Ling Chen'in bakışları Yay Küresi'nden uzaklaştı ve Xiao Hui'nin üzerine döndü... Bu Xiao Hui'nin bulduğu Yay Küresi, muhtemelen nehrin en derin bölgelerindeki belli bir yerde bulunmuştu. Ve eğer hazineleri keşfetme yeteneği olmasa defalarca kez oralarda dolaşsa bile, hatta Savaş Tanrısı'nın Sınav Alanı'nın sınavını geçse dahi varlığını fark edemezdi. Aynı zamanda bir kişi bu haritaya sadece bir defa girebilirdi, burası kesinlikle kapalı bir alandı. Eğer kaçırsaydı kesinlikle sonsuza kadar kaybetmekle eş değer olacaktı!
K.N: Bizimki en azından 2 3 tanesini kaçırmıştır o zaman :D
"Xiao Hui! Muazzam bir iş başardın!" Ling Chen Xiao Hui'nin başını okşayarak heyecan içinde övdü. Şu anda Xiao Hui'yi kazandığı için ne kadar şanslı olduğunu açıklayamayacak haldeydi.
O element bazlı olmayan küreyi sınavdan önce Xiao Hui'nin doğumu için kullanması tam olarak en doğru karardı.
Bu, kader olabilir mi?
Elindeki Yay Küresi'nin istatistiklerine baktığında ve Zefir Kuşu'nun sesini kulaklarının dibinde duyduğunda Ling Chen'in dudaklarının kenarları yukarı doğru kıvrılıp, tehlikeli bir gülümseme ortaya çıkardı.

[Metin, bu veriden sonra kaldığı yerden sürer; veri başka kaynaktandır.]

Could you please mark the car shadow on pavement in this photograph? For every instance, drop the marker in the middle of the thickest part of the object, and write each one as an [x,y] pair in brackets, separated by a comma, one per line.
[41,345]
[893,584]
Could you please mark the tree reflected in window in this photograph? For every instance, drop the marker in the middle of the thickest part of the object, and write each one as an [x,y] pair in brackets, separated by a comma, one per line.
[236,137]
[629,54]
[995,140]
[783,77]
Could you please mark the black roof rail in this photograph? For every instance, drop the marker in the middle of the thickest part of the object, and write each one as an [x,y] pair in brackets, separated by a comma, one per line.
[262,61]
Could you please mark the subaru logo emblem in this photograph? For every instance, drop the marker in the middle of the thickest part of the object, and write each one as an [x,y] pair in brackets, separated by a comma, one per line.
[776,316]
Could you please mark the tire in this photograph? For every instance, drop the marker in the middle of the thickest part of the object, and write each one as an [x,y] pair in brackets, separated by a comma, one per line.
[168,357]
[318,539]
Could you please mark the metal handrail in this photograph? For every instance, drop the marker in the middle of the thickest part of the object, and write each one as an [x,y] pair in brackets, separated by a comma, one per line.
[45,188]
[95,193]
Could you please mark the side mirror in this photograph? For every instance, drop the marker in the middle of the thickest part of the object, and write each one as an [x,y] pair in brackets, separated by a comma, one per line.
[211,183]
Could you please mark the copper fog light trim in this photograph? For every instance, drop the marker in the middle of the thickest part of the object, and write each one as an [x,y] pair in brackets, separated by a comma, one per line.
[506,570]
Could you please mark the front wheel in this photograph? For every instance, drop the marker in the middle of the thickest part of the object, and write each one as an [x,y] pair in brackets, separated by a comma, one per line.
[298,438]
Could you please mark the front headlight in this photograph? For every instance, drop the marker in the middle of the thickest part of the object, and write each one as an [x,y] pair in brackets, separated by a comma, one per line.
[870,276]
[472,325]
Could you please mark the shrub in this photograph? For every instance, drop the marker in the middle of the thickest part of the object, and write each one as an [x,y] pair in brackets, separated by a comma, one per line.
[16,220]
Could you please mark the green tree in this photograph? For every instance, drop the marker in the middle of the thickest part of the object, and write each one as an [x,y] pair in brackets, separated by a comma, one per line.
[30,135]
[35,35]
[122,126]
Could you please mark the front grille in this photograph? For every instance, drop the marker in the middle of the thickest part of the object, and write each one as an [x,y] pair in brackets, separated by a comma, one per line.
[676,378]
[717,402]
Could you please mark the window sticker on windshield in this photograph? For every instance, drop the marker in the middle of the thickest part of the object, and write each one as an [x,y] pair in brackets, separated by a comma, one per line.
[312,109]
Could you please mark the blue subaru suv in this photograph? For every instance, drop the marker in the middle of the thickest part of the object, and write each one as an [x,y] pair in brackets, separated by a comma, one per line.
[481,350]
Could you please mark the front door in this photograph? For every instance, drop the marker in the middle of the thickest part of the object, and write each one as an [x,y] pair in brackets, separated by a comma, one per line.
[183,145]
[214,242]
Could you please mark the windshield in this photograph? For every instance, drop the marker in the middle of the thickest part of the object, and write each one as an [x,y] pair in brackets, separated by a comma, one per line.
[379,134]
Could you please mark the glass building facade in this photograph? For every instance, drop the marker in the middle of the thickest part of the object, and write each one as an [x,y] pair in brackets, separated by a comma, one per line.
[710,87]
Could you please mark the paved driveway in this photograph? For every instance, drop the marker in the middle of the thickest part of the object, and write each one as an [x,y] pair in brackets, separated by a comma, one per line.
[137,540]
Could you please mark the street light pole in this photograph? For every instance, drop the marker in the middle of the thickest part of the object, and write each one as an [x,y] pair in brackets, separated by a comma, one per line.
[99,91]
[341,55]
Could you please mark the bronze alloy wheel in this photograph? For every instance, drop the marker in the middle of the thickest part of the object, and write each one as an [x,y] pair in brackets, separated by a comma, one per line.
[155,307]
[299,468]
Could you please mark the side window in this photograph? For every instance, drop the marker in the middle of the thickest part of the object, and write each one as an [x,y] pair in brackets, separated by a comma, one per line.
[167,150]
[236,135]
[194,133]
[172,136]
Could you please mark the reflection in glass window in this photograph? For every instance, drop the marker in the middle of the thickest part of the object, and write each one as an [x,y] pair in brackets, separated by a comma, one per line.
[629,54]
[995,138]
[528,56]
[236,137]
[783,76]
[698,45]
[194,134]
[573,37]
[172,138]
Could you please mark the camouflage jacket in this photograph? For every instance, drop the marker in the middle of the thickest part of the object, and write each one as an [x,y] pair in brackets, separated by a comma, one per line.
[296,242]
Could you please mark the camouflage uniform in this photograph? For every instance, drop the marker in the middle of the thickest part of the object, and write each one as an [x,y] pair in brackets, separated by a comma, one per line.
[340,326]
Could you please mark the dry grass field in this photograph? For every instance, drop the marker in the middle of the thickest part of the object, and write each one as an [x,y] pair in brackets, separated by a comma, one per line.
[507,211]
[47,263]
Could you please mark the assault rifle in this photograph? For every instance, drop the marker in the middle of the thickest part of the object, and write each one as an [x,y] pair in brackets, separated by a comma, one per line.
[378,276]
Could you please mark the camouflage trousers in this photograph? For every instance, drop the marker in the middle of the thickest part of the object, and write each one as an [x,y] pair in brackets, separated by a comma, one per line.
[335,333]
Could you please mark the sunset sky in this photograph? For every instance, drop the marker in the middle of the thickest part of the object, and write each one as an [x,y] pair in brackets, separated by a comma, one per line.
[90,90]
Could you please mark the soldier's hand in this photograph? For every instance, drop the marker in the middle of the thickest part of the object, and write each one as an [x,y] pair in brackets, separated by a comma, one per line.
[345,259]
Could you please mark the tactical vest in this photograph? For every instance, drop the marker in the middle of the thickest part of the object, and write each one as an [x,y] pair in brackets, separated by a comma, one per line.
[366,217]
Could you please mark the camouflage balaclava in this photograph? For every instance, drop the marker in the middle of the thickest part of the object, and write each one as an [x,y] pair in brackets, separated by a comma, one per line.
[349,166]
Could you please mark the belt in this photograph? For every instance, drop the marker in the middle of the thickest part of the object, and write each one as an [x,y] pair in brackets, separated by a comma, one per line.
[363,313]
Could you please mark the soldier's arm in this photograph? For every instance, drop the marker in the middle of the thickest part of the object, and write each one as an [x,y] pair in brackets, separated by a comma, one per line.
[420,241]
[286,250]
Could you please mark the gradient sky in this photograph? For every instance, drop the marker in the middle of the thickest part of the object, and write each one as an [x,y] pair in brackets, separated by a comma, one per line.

Kesin isabet... Gerçekten de İkizler Küresi'yle aynı seviyede bir küre, eklediği korkunç istatistik insanları nefessiz bırakırdı! Bunun anlamı, bu küreye sahip olduğu sürece tüm Mistik Ay dünyasının "sıyrılma" özelliğine hiçmiş gibi davranabilirdi! Bu daha fazla isabet yeteneğine dikkat etmeye ihtiyacı olmadığı ve gönlünden geçtiği gibi saldırı yeteneğinin peşinden koşabileceği anlamına geliyordu! Bu saldırılarının bir daha asla "Iska" geçmeyeceği, saldırı verimliliğinin en nihai yükseltmeyi alacağı anlamına geliyordu!
Ve ayrıca dışarıdaki Zefir Kuşu'nun ölümü anlamına geliyordu!
Yay Küresi'nin sadece tek bir istatistiği yoktu. Sadece "kesin isabet" yeteneğine sahip değil, ayrıca ok tipi saldırıların hasar ve uçuş mesafesini büyük ölçüde arttırıyor ve %100 kayıpsız delmeyi tetikleyebiliyordu. Okçular için bu ciddi aşırı güçlü bir etkiydi. Yay Küresi özellikle "Ok" için doğmuş bir küreydi. Bu tarz istatistiklere baktığında Ling Chen Acemi Köyü'nde çırak okçu sınıfını seçmediği için pişmanlık hissetti. Eğer şu anda bir okçu olsaydı, Yay Küresi'yle şu andaki yeteneğinin yükselişi ne kadar korkunç bir derecede olurdu!
Ling Chen'in kafasını hafifçe karıştıran şey Yay Küresi'nin ortaya çıkmasının neden Qi Yue'yi dışarı çıkarmayışıydı ama bu umursadığı bir şey değildi. Sağ elini uzatıp Yay Küresi'ni tuttu ve Ay Felaketi'nin dokuzuncu yuvasına yerleştirdi. Birbirlerine değdikleri anda gümüş bir ışık parladı ve Yay Küresi küçüldü. "Yerleştirme başarılı" bilgilendirme sesiyle, Ay Felaketi'nin dokuzuncu yuvasından gümüşi bir parlaklık yayıldı.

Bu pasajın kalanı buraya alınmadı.